Obama's Stimulus: 'Triumph Of Hope Over Experience' (UPDATED)

The title is not an endorsement, by the way.

Click here to see a long list of economists who think that Obama's plan to stimulate the economy is a very, very bad one.

(thanks to Fernando M.)

The WSJ's arguments against it are also pretty darn persuasive.
This is a political wonder that manages to spend money on just about every pent-up Democratic proposal of the last 40 years.

We've looked it over, and even we can't quite believe it. There's $1 billion for Amtrak, the federal railroad that hasn't turned a profit in 40 years; $2 billion for child-care subsidies; $50 million for that great engine of job creation, the National Endowment for the Arts; $400 million for global-warming research and another $2.4 billion for carbon-capture demonstration projects. There's even $650 million on top of the billions already doled out to pay for digital TV conversion coupons.

[...]

Another "stimulus" secret is that some $252 billion is for income-transfer payments -- that is, not investments that arguably help everyone, but cash or benefits to individuals for doing nothing at all. There's $81 billion for Medicaid, $36 billion for expanded unemployment benefits, $20 billion for food stamps, and $83 billion for the earned income credit for people who don't pay income tax. While some of that may be justified to help poorer Americans ride out the recession, they aren't job creators.

As for the promise of accountability, some $54 billion will go to federal programs that the Office of Management and Budget or the Government Accountability Office have already criticized as "ineffective" or unable to pass basic financial audits. These include the Economic Development Administration, the Small Business Administration, the 10 federal job training programs, and many more.

[...]

Any Blue Dog Democrat who votes for this ought to turn in his "deficit hawk" credentials.

This is supposed to be a new era of bipartisanship, but this bill was written based on the wish list of every living -- or dead -- Democratic interest group. As Speaker Nancy Pelosi put it, "We won the election. We wrote the bill." So they did. Republicans should let them take all of the credit.

Asking for someone, anyone, among the few remaining Obama supporters who read this blog to defend this bill is unfair. I would be asking them to defend the indefensible.

Obama is exactly what we thought he was--a traditional tax and spend liberal--a true nanny-stater. Give Obama and the Democrats your money, they know how to spend it better than you do.

There is no bi-partisanship or post-partisanship in this bill. There is no fiscal discipline. There is no tax cutting. None of what Obama promised during his campaign is in this bill. None of what the kool-aid drinking Obamabots projected into his airy rhetorical speeches is in this bill.

All that's in this bill is the patronizing spending 'wish list of every liberal Democrat for the last 40 years.'

$50 million for National Endowment for the Arts? Are you kidding me?

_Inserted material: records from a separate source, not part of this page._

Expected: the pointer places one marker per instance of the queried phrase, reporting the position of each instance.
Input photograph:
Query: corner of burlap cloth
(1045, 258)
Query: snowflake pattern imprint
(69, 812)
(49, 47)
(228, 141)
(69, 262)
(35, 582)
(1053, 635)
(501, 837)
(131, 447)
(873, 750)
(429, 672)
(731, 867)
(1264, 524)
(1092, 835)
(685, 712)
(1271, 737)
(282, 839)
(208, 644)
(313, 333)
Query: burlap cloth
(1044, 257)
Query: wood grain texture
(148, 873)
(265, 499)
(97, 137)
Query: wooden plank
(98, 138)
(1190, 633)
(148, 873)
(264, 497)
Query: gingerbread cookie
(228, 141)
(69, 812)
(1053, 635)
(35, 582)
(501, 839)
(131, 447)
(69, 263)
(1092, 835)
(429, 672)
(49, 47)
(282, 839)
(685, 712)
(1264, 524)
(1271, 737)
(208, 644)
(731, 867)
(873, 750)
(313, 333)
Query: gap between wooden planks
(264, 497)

I got a stimulus plan for you: Collect fewer taxes and allow Americans to do what they will with their own damn money.

(thanks to Morgan H.)

UPDATE 12:43pm BST: I gave you Obama's stimulus plan. I gave you my stimulus plan. Now try on Rush Limbaugh's stimulus plan. Wear it around the store. See how it feels. More importantly, see how it makes you feel about yourself.

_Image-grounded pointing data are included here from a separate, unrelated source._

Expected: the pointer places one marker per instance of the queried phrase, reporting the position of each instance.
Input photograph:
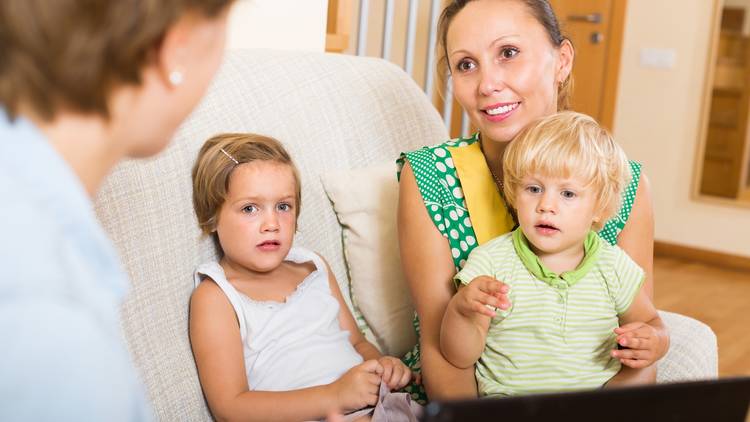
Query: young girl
(569, 298)
(272, 336)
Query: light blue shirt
(62, 353)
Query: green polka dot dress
(443, 197)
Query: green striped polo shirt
(558, 333)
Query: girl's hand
(359, 386)
(482, 296)
(642, 344)
(395, 373)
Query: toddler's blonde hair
(569, 144)
(214, 166)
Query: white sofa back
(332, 112)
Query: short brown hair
(71, 53)
(215, 163)
(569, 144)
(541, 10)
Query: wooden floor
(717, 296)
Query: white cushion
(365, 203)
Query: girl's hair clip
(230, 156)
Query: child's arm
(467, 319)
(645, 342)
(217, 348)
(394, 373)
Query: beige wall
(278, 24)
(657, 121)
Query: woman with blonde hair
(509, 65)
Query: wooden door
(595, 28)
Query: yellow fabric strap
(489, 215)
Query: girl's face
(257, 222)
(504, 69)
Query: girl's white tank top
(293, 344)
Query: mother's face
(504, 68)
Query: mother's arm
(428, 266)
(637, 237)
(637, 240)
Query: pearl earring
(176, 77)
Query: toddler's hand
(642, 344)
(395, 373)
(482, 296)
(359, 386)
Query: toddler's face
(555, 214)
(257, 222)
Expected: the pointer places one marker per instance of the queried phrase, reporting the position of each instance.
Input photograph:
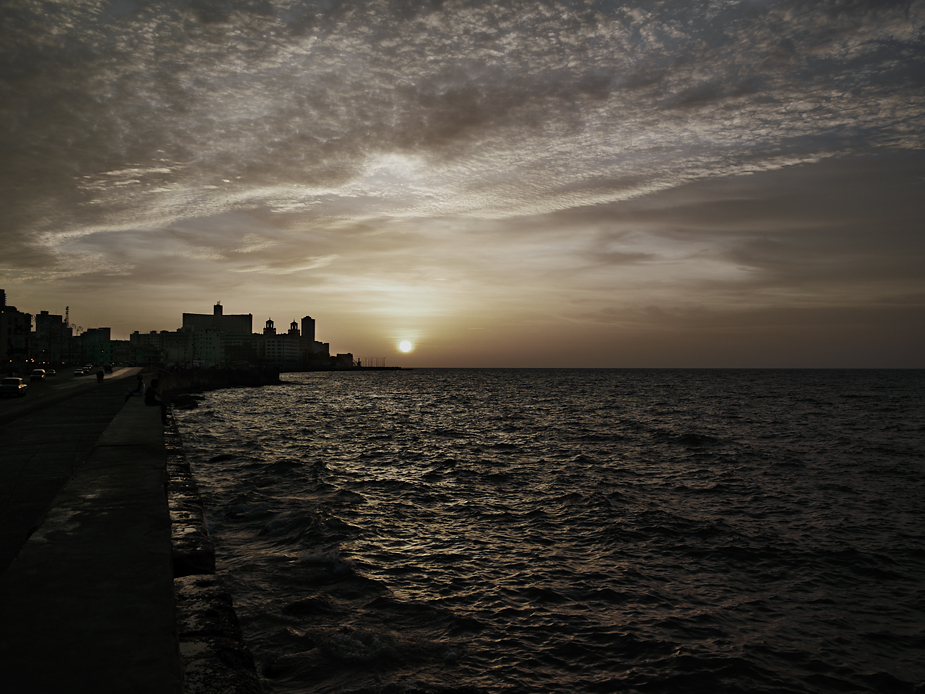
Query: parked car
(13, 387)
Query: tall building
(15, 331)
(241, 324)
(52, 338)
(308, 329)
(97, 345)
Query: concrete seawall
(115, 590)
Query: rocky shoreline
(214, 657)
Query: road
(44, 437)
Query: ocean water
(573, 530)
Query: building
(52, 339)
(15, 334)
(97, 346)
(241, 324)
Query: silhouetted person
(139, 389)
(153, 397)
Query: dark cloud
(263, 139)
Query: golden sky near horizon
(663, 183)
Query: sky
(581, 183)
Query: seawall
(115, 590)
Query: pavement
(44, 438)
(87, 604)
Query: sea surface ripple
(573, 530)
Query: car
(13, 387)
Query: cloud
(594, 146)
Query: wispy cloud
(279, 138)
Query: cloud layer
(334, 145)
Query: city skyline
(602, 184)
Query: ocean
(532, 530)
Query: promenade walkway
(87, 601)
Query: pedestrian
(138, 390)
(153, 396)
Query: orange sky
(521, 184)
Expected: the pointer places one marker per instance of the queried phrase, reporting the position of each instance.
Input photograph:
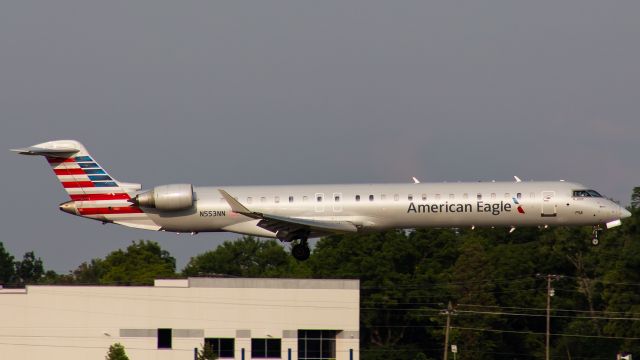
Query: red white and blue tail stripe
(94, 193)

Do you feel that tingly feeling going down both legs? Yeah. That's the power of El Rushbo.
Fifty-three percent of American voters voted for Barack Obama; 46% voted for John McCain, and 1% voted for wackos. Give that 1% to President Obama. Let's say the vote was 54% to 46%. As a way to bring the country together and at the same time determine the most effective way to deal with recessions, under the Obama-Limbaugh Stimulus Plan of 2009: 54% of the $900 billion -- $486 billion -- will be spent on infrastructure and pork as defined by Mr. Obama and the Democrats; 46% -- $414 billion -- will be directed toward tax cuts, as determined by me.

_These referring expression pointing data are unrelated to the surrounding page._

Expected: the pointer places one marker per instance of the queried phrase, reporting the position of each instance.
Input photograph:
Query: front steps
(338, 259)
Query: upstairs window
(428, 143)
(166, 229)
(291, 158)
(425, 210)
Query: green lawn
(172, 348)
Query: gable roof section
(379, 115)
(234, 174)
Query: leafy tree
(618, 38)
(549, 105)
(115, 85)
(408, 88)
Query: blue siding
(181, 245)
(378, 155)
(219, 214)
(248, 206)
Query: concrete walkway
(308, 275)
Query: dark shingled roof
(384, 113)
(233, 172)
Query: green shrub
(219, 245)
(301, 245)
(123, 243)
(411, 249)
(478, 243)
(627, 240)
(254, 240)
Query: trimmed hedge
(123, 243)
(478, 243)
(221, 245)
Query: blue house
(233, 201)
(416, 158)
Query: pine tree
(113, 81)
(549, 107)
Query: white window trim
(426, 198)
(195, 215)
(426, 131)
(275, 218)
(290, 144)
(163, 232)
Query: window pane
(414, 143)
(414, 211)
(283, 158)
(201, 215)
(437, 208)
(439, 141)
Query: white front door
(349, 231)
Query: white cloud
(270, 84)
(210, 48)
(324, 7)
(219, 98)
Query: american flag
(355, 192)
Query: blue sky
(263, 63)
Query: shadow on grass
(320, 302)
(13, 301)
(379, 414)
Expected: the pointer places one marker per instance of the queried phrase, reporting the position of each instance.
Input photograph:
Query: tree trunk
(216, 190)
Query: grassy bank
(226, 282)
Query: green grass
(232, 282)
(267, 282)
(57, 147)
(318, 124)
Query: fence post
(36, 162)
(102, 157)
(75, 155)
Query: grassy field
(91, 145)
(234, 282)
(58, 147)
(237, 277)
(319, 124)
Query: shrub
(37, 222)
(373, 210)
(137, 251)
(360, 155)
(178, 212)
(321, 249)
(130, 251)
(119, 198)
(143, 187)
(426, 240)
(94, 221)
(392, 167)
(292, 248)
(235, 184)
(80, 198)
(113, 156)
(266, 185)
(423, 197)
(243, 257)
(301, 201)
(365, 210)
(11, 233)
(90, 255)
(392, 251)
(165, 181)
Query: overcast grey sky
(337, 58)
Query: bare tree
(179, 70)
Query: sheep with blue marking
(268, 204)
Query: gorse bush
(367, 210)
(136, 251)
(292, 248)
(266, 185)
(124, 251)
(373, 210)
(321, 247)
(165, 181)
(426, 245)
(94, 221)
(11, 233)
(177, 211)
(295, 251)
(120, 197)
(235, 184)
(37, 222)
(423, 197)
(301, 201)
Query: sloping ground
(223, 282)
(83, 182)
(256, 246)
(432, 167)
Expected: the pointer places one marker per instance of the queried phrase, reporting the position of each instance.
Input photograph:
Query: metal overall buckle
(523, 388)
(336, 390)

Then we compare. We see which stimulus actually works. This is bipartisanship! It would satisfy the American people's wishes, as polls currently note; and it would also serve as a measurable test as to which approach best stimulates job growth.

I say, cut the U.S. corporate tax rate -- at 35%, among the highest of all industrialized nations -- in half. Suspend the capital gains tax for a year to incentivize new investment, after which it would be reimposed at 10%. Then get out of the way! Once Wall Street starts ticking up 500 points a day, the rest of the private sector will follow. There's no reason to tell the American people their future is bleak. There's no reason, as the administration is doing, to depress their hopes. There's no reason to insist that recovery can't happen quickly, because it can.

Let the great stimulation competition of 2009 begin.